Raphael had been there when Aodhan was found, had carried the other angel in his arms the hours it took to reach the Medica and Keir. “You are no coward, Aodhan. You are one of my Seven.”

Aodhan glanced back toward the office, in the direction of the wide shelves of deep ebony that lined one wall. “Why do you not display one of my feathers? My wings are as unusual as Bluebell’s.”

Raphael raised an eyebrow. “Illium is a performer.” While Aodhan, like Jason, preferred the shadows.

As he watched, Aodhan pulled out a perfect, glittering feather and walked inside to place it beside the heavenly blue that was Illium’s. Raphael inclined his head when the angel returned. “After this task is done, you will move here.” Manhattan was still reeling from Elena’s return—Aodhan’s presence might just bring the city to a standstill.
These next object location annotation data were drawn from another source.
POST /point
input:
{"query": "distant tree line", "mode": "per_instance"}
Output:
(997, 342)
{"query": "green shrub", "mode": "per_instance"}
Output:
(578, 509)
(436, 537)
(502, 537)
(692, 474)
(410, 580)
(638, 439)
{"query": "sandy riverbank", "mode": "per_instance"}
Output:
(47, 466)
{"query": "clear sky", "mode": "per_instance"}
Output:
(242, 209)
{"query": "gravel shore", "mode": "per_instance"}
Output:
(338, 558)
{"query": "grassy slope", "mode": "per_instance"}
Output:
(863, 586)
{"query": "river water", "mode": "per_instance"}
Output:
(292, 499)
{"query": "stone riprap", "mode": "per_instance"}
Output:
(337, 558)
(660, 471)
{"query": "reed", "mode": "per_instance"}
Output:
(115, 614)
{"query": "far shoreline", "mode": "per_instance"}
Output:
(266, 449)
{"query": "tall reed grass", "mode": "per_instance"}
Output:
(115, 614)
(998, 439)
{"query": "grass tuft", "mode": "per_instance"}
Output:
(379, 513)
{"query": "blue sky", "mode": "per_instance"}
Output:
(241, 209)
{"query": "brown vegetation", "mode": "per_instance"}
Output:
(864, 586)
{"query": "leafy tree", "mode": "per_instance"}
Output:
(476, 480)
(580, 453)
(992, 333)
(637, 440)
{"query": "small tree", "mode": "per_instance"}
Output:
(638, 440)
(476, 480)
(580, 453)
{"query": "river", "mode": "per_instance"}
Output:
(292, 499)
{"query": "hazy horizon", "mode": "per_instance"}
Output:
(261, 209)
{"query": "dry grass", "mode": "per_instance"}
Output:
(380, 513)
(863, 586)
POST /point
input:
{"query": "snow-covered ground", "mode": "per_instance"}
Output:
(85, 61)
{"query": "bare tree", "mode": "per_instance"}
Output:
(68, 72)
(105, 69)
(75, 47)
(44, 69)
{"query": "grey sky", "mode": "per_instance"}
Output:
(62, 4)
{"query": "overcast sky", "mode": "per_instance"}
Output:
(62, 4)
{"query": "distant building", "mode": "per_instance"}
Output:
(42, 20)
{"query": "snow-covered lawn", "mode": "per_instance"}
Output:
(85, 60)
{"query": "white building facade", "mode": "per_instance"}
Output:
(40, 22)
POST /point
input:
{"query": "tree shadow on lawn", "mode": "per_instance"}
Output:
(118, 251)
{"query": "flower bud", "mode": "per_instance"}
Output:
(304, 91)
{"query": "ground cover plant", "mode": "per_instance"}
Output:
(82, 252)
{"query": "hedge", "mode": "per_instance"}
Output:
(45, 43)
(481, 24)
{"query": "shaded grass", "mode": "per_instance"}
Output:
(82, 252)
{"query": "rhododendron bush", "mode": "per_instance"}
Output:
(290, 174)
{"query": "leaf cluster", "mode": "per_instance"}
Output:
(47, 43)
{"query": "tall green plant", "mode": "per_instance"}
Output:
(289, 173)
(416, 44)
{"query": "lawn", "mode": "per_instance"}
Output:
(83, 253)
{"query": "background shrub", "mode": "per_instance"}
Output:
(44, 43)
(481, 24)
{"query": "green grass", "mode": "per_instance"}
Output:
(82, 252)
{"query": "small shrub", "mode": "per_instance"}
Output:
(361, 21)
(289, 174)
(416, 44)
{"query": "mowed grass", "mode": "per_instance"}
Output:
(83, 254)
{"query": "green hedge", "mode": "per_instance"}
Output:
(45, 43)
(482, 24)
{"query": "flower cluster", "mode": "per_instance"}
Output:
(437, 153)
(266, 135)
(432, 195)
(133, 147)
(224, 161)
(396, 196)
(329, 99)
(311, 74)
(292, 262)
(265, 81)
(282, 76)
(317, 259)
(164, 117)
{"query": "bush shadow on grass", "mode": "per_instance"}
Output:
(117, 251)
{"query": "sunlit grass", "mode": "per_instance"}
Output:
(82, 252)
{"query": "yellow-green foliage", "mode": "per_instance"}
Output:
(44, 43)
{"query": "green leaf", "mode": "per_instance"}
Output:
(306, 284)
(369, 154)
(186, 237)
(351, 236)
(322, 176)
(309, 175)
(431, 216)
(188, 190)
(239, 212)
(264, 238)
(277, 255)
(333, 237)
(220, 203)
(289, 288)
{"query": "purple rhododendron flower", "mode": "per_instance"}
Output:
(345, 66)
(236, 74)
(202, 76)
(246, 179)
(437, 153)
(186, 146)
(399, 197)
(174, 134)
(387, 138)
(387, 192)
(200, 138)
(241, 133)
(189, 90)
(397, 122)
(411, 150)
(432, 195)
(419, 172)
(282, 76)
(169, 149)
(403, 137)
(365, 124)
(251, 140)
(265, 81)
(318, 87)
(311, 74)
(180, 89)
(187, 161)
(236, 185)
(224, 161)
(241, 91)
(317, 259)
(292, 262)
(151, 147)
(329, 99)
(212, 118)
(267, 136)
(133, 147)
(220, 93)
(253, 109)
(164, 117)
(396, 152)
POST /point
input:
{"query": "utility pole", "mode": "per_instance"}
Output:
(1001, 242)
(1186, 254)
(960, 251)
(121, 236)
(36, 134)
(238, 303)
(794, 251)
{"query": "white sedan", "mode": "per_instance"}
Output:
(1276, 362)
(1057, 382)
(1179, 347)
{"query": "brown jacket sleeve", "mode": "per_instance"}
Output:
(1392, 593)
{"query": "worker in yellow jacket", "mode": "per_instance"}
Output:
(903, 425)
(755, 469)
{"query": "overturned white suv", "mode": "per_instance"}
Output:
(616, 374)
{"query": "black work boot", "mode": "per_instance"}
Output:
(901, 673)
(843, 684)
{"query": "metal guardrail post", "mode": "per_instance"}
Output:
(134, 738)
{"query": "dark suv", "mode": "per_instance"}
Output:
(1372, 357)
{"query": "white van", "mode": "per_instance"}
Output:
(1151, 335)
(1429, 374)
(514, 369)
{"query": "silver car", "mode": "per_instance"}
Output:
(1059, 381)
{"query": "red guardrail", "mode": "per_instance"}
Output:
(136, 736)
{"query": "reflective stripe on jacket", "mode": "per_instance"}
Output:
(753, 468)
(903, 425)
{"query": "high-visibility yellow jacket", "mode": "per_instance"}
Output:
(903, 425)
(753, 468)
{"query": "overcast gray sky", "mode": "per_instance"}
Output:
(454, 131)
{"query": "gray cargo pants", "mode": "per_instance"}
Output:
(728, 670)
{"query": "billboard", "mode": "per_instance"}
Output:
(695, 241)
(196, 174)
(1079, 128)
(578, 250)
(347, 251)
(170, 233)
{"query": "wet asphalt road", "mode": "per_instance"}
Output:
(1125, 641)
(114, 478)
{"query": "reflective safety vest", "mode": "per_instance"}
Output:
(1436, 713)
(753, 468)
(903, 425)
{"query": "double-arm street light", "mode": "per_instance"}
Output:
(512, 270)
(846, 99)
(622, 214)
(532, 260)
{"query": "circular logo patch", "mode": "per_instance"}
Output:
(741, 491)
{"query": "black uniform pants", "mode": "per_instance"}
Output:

But that was a problem for another day. “If you and Naasir are able to narrow the search area to a specific locality, call and wait for me. Do not approach.”

“If it is her . . . you believe she will kill.”

“My mother is the specter in the dark, Aodhan, the nightmare that whispers in the hindbrain.” And he was her son ... the son of two archangels gone insane.